Some four minutes into the session, I knew something was wrong, but I didn’t know what. My eyes were wandering from left to right around the cockpit, not really focusing on anything; luckily I caught sight of the illuminated red “cabin altitude” light.
We were climbing through FL185 as I confirmed the problem. The cabin had begun to depressurize and the aural alarm had failed to sound. (Angiel had pulled the circuit breaker.) She told me later that during this time I mumbled “cabin altitude” a few times but took little action. She also had a different take on my reaction time; whereas I thought I had recognized the problem quickly, from her perspective it took me much longer to develop and implement the solution.
I saw the altitude problem but simply didn’t do anything about it. “Oh. I have to get down,” I finally called out. I pulled back the throttles and pulled the speed brakes. I removed my gas mixer mask and grabbed the quick don, which was the signal Angiel was waiting for. My head began to clear within 20 seconds of breathing a more normal nitrogen/oxygen mix. By the time we reached 11,000 feet, I felt back in control and landed the RJ without incident.
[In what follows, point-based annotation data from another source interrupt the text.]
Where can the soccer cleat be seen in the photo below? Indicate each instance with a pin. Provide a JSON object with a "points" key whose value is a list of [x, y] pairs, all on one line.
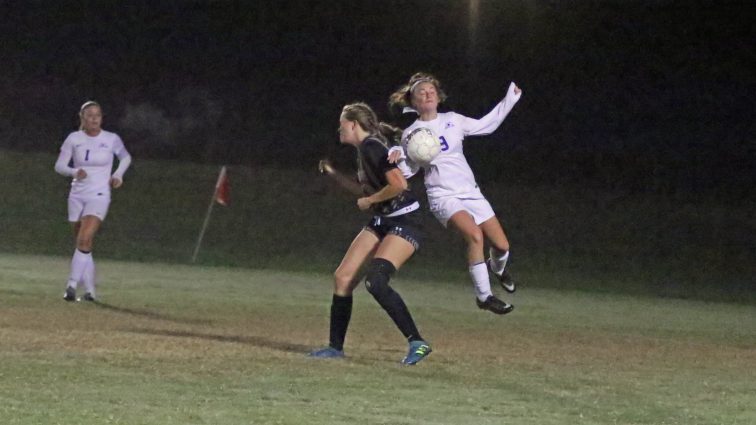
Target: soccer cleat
{"points": [[327, 353], [505, 279], [494, 305], [418, 350], [70, 294]]}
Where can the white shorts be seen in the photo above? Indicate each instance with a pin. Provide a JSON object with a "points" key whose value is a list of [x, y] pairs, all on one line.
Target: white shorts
{"points": [[80, 206], [444, 208]]}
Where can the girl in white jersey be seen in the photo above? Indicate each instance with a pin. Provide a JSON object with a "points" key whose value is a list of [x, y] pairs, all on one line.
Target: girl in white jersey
{"points": [[453, 195], [91, 149]]}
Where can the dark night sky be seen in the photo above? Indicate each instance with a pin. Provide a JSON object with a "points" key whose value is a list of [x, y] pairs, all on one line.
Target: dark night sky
{"points": [[616, 87]]}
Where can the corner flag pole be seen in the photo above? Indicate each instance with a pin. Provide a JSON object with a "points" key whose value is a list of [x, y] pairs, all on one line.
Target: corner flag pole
{"points": [[222, 180]]}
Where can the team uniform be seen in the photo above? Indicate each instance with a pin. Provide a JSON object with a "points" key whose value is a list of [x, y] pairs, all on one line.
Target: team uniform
{"points": [[89, 196], [449, 181], [451, 187], [397, 216]]}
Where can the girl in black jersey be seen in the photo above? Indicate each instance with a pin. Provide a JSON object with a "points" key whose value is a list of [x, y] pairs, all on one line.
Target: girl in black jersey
{"points": [[389, 239]]}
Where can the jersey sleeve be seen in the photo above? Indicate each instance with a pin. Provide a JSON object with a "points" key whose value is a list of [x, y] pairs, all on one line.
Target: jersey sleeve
{"points": [[491, 121], [64, 158]]}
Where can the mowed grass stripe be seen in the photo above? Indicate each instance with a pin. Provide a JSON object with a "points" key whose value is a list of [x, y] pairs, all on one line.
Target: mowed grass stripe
{"points": [[179, 344]]}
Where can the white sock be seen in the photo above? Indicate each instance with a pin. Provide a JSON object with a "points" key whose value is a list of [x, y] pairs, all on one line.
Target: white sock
{"points": [[79, 263], [89, 276], [498, 259], [479, 275]]}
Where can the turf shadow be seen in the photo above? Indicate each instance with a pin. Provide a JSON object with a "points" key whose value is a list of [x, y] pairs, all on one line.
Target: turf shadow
{"points": [[249, 340], [149, 314]]}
Every pilot regularly flying above 12,000 should take a hypoxia-training course as part of an initial or recurrent training session. Talk is cheap. Watching videos of people in an altitude chamber can be eye-opening, but some might walk away from the experience thinking they can cope when their time comes. You can’t.
Trying to fly an airplane while your brain takes a siesta is the only way to realize that hypoxia training is not just another sign-off on a training sheet.